Il primo scoglio è rappresentato dall'Anac, l'anticorruzione. In Italia, rispetto ad altri Paesi, non possiamo farne a meno probabilmente ma questo rallenta ogni operazione. Poi c'è il meccanismo dei "punti funzione", ovvero un sistema che prevede che un progetto raggiunga obiettivi stabiliti entro un anno, due anni, tre anni e così via.

"Ma non è così che funziona l'innovazione tecnologica", ricorda Piacentini. "Già è complicato stabilire gli obiettivi di un progetto quando si costruisce un'autostrada, figuriamoci in una realtà tecnologica in cui tutto cambia nel giro di pochi mesi".

E anche in questo caso la criticità sembra essere legata al fatto che in questo Paese, se si molla il freno sui controlli, qualcuno potrebbe approfittarne.

"Per valutare la riuscita di un progetto in Italia non si valuta il risultato, ma l'aderenza ai 'punti funzione'. Prendiamo l'esempio di Anpr. L'azienda che aveva avuto l'incarico di crearla, Sogei, dopo aver creato il prodotto e aver soddisfatto tutti i requisiti del contratto ha considerato il lavoro completo. Avevano ragione. Ma nessun comune stava usando il prodotto! Questa è la differenza tra agire in base a formalismi e valutare il risultato. Le aziende tecnologiche realizzano un prodotto e poi lo fanno crescere, c'è un'evoluzione continua. Nella PA un progetto finisce quando sono soddisfatti i requisiti del contratto, ma questo è l'anti tecnologia", ha aggiunto Piacentini.

pagopa

E che dire poi del blocco delle assunzioni nella PA? Da una parte un bene se bisogna contenere i costi, dall'altra un male se bisogna rinunciare a competenze specialistiche. Infine c'è un male diffuso e trasversale che è quello dei personalismi.
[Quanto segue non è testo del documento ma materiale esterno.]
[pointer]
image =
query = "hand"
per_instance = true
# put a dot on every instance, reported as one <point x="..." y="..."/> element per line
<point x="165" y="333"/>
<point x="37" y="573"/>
"Molta gente non ha il coraggio di concordare su un'opinione anche quando è giusta. Molti vogliono far valere le proprie idee anche quando sanno che sono sbagliate pur di affermare la propria posizione. Sono poche le persone con cui lavoriamo che dicono: ok, questa è la strada giusta, seguiamola. Molti invece devono imporre la loro presenza perché altrimenti perdono il loro ruolo, perdono il loro valore. Questa cosa è molto forte in Italia", ha ribadito Piacentini.

La questione però sembra andare oltre la classe politica "e riguarda quanto la politica in generale abbia la capacità di adeguarsi ai cambiamenti sociali e tecnologici". L'esempio dei Paesi in via di sviluppo è eclatante. Sono così concentrati sul "problem solving" che a volte mettono da parte dibattiti estenuanti sui massimi sistemi.

SPID

"La tecnologia aiuta a trovare soluzioni non complesse per risolvere problemi complessi", conclude Piacentini. "La tecnologia ti permette di eliminare i broker, i layer. Peccato che i broker e i layer esistano e non sanno cos'altro fare nella vita, ed è difficile eliminarli. Però la tecnologia ti permette di farlo", ha concluso il Commissario Straordinario.

"Noi siamo qui a risolvere problemi, ma vogliamo comunicare che bisogna uscire dalla mentalità di chi dice che in Italia non funziona niente".